Reputation: 21
I had several csv files with same structure and I want
1.csv -> data1, 2.csv ->data2
delta1 = data1["C"] - data1["A"]
I want put it into the for loop, looks like this:
for i in range (1, 22):
data%i = pd.read_csv('CSV/' + str(i) + '.csv')
delta%i = data%i["C"] - data%i["A"]
# And I want to compare the 2 series from dataframe.column to find a set intersection
set(data1[data1.delta1 > 0].column) & set(data2[data2.delta2 == 0].column)
set(data2[data2.delta2 > 0].column) & set(data3[data3.delta3 == 0].column)
but certainly wrong syntax in the for loop, is there better way to code it so that after the loop, I can get:
data1, data2, data3
...
with corresponding:
delta1, delta2, delta3
...
Upvotes: 2
Views: 957
Reputation: 32244
You can do everything with native pandas functions as opposed to dicts.
First read your csvs into a list:
df_list = []
for i in range(1, 22):
df_list.append(pd.read_csv("{i}.csv".format(i)))
Now concat them:
df = pd.concat(df_list, keys=range(1,22))
Now your dataframe df
is indexed with the key of the file you loaded.

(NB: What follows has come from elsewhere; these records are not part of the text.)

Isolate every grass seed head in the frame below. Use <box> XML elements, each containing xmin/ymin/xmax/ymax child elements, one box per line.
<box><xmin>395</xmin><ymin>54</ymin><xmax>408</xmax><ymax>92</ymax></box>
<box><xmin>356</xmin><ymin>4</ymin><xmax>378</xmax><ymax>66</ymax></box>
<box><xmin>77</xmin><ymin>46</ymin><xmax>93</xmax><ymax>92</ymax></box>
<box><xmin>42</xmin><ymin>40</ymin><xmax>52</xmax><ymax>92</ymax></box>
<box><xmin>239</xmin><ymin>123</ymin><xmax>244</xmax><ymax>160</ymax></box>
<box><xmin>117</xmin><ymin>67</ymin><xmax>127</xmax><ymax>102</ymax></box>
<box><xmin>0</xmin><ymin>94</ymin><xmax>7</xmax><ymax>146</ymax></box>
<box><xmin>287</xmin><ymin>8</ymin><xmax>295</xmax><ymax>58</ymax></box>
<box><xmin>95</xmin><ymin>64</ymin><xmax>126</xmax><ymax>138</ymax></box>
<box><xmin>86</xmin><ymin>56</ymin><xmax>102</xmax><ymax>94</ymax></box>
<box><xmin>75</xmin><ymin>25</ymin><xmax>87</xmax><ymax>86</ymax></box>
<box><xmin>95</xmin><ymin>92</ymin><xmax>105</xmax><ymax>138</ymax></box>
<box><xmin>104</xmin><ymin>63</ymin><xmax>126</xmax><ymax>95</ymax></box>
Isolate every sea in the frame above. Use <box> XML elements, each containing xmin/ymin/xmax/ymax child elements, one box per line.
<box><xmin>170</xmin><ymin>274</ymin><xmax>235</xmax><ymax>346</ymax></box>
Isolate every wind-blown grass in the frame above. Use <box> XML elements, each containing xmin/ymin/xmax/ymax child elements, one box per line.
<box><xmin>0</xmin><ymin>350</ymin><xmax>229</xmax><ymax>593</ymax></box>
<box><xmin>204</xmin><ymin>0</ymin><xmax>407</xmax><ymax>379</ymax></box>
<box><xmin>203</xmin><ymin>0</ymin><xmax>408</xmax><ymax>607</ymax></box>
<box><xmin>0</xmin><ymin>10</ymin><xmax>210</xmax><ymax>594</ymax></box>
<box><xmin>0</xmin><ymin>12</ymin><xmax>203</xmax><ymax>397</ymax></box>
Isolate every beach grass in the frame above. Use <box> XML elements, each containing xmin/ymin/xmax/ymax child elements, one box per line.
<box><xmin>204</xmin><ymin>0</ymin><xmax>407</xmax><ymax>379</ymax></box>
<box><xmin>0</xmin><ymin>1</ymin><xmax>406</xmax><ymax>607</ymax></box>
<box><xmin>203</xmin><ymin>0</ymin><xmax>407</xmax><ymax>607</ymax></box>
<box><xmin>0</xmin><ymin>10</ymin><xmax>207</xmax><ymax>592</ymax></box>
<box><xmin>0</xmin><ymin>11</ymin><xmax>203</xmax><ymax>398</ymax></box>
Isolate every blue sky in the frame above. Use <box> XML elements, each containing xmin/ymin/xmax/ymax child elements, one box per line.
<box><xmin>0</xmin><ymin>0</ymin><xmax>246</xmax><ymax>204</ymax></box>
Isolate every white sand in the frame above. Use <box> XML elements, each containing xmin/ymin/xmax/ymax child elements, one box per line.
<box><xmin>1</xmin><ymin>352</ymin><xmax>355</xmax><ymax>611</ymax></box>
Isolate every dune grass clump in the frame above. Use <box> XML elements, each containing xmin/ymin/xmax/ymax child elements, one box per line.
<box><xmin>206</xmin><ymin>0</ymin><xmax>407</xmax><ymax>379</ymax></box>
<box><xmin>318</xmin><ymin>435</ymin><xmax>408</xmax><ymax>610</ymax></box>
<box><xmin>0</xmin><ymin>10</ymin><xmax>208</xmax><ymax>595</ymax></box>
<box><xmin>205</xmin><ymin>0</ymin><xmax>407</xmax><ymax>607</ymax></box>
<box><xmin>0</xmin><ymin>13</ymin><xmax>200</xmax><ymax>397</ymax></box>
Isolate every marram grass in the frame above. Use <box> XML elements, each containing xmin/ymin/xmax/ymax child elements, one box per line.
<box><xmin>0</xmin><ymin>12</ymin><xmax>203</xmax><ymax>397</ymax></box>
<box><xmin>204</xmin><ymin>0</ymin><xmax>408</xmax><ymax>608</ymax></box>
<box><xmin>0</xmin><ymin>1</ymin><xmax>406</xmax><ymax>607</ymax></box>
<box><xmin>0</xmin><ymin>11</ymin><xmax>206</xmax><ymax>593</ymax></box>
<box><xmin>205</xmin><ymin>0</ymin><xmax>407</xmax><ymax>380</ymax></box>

Doing for example df.loc[1]
will get you the data from the file 1.csv
You can now set your deltas witha a single operation:
df["delta"] = df["C"] - df["A"]
And you can access these deltas with the DataFrame.loc
operation too, like this:
df.loc[2,"delta"]
This method is more native to pandas
and may scale better with larger datasets.
Upvotes: 1
Reputation: 18743
Here is an implementation of what you want using dictionaries (as also suggested by @EdChum in the comments for example):
data = {}
delta = {}
for i in range (1, 22):
data[i]= pd.read_csv('CSV/' + str(i) + '.csv')
delta[i] = data[i]["C"] - data[i]["A"]
# And I want to compare the 2 series from dataframe.column to find a set intersection
set(data[1][data[1].delta[1] > 0].column) & set(data[2][data[2].delta[2] == 0].column)
set(data[2][data[2].delta[2] > 0].column) & set(data[3][data[3].delta[3] == 0].column)
I would really recommend using a dictionnary such as above. However if you really really really insist on allocating variables dynamically like you want to do in your questions, you can do the following highly dangerous and not recommended thing:
You can allocate variables dynamically using:
globals()[variable_name]=variable_value
Again you really shouldn't do that. There is no reason to do it either, but here you go, here is the modification of your code which does exactly what you wanted:
for i in range (1, 22):
datai = "data"+str(i)
deltai = "delta"+str(i)
globals()[datai] = pd.read_csv('CSV/' + str(i) + '.csv')
globals()[deltai] = globals()[datai]["C"] - globals()[datai]["A"]
# And I want to compare the 2 series from dataframe.column to find a set intersection
set(data1[data1.delta1 > 0].column) & set(data2[data2.delta2 == 0].column)
set(data2[data2.delta2 > 0].column) & set(data3[data3.delta3 == 0].column)
Upvotes: 0